Es más, como ser humano en nuestro ánimo de evitar el miedo somos capaces de hacer lo que sea. Tenemos pánico al miedo, y en defensa de ese estatuto, nos polarizamos y nos volvemos extremadamente conservadores cuando nos bombardean mediáticamente con nuevos enemigos cuidadosamente creados y con nuevas amenazas. La guerra busca insaciablemente el diálogo de reptiles. Michael Moore analiza en sus películas de forma clara cómo el miedo es la emoción que mejor funciona para predecir y controlar nuestro comportamiento. Por otro lado, el sobrino de Sigmund Freud y asesor de varios presidentes norteamericanos, Edward Bernays, maestro de las relaciones públicas, sabía muy bien cómo las estrategias publicitarias fácilmente secuestrarían nuestra conciencia que busca insaciablemente seguridad y autoestima ante estímulos que nos lanzan constantemente creándonos una realidad artificiosamente hostil y amenazadora pero tranquilizadora incluso idílica cuando cedemos a sus pretensiones.

En este contexto, cualquier guerra sería pues justificable si hay una buena estrategia publicitaria. Igualmente, la realidad creada y el consecuente estado de opinión fundamenta que niveles exorbitantes de armamento mundial también sean justificables y deseables con el dinero de todos para enviar a nuestros hijos a defender causas que defienden intereses egoístas de terceros vestidas como ataques a nosotros. Las armas de «distracción» masiva y los medios de «incomunicación» son perfectamente funcionales para ese objetivo. ¡Misión cumplida!
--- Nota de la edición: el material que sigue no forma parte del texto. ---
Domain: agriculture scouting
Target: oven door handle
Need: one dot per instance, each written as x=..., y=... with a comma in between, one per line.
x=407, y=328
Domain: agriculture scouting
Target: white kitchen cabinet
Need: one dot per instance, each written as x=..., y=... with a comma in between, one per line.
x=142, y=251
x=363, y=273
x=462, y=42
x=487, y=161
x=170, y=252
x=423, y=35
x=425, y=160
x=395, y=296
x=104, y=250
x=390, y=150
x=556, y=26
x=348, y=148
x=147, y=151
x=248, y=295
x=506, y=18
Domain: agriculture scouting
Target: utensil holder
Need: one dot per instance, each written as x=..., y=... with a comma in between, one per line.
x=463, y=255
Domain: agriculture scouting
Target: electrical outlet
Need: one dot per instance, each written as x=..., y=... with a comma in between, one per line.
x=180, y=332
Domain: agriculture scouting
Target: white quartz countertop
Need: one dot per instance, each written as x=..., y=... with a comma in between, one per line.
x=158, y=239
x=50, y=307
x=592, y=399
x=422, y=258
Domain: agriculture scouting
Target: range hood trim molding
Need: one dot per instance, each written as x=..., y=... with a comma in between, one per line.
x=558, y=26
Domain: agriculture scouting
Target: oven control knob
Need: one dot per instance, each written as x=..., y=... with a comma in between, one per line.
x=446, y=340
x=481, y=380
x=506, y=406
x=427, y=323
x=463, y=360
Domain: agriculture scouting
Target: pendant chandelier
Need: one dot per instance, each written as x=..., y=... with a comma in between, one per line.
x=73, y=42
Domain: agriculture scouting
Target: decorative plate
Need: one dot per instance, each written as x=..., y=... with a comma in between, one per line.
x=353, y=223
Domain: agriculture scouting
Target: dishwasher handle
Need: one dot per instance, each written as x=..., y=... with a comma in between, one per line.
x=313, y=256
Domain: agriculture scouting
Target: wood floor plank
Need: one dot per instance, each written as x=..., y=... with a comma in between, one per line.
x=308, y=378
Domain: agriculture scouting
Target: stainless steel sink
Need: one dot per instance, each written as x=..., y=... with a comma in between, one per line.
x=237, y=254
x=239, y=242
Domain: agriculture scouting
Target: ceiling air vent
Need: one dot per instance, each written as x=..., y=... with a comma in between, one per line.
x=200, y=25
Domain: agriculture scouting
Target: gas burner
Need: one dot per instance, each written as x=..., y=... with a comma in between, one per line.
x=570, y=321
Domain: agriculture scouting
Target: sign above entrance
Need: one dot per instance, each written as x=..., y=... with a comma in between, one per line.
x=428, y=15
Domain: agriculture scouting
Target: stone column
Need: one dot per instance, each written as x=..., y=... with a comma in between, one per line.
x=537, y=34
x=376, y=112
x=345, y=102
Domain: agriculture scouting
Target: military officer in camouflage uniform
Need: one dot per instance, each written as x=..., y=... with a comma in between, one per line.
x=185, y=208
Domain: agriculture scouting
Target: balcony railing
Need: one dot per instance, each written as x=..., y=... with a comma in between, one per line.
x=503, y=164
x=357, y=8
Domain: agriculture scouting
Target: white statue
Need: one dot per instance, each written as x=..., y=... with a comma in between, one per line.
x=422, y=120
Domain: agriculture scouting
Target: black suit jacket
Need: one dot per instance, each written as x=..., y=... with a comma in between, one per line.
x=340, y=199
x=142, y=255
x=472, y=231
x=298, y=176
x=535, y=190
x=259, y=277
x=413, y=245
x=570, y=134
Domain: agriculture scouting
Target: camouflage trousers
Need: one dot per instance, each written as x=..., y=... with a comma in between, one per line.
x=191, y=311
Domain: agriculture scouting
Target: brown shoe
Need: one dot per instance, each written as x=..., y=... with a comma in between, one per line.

La prisa, no obstante, limita el sentido crítico y el distanciamiento que caracteriza el análisis consciente y empático. Ese miedo y esa rabia que generan los flashes mediáticos nos reptilizan y nos secuestran la conciencia. Por otro lado, la digitalización acelera aun más el fastthinking. Brunet dice en Mentes Militarizadas que con el fastthinking denunciado por Antonio Damasio se acelera nuestra reactividad con las situaciones explícitamente violentas. Contrariamente, dado que los procesos mentales de la empatía son mucho más lentos, requieren un tiempo que ya no tenemos para procesarlos.

Por tanto, cuando nos demandan una respuesta violenta ante una amenaza, real o construida o ante una situación diaria ese reptil interior no tiene ninguna duda en amplificar la escalada violenta. Ahora bien, necesitamos justo ahí distanciarnos de emociones reptilianas, y tomar contacto con nuestros propios miedos y tratar al menos de reconocerlos. Ese será el inicio para luego poder hacer fluir la empatía y no reaccionar reptilianamente como un autómata.

Por otro lado, una buena actitud serena sumada a una buena red social, comunitaria o familiar de conciencia ética puede contrarrestar los efectos divisiorios o cantos de sirena del entorno mediático que nos grita que seremos como dioses atacando y luego destronándonos ante una posterior distracción mediática. De esta manera, si nos permitimos activar el pensamiento crítico, la sensatez pero también la colaboratividad, la escucha y el dejarse modificar por el otro, el consenso surgirá de manera más natural, pluripartita, integral y, a la vez, sostenible.

Contrariamente, cuando respondemos mecánicamente a las emociones agudas que nos invaden, sean por imágenes mediáticas o por nuestros miedos irracionales, lo único que hacemos es dar comida y oxígeno a nuestro reptil interior ávido de dar rienda suelta a su paranoia y obsesión constante por atacar o esconderse mientras nos jactamos de ser rápidos y cómodos autómatas.

Por lo tanto, estamos cavando la tumba de nuestra verdadera capacidad de afrontar asertivamente un planteamiento maduro y responsable de resolución de conflictos que incorpore la empatía necesaria para encontrar los caminos para la paz sostenible y no una paz muerta o negativa. Estaremos así acallando los procesos sociales, mecanismos colaborativos y elementos mentales que realmente pueden darnos las claves para trabajar por construir una sociedad mejor, más pacífica con inteligencia colectiva e inteligencia emocional.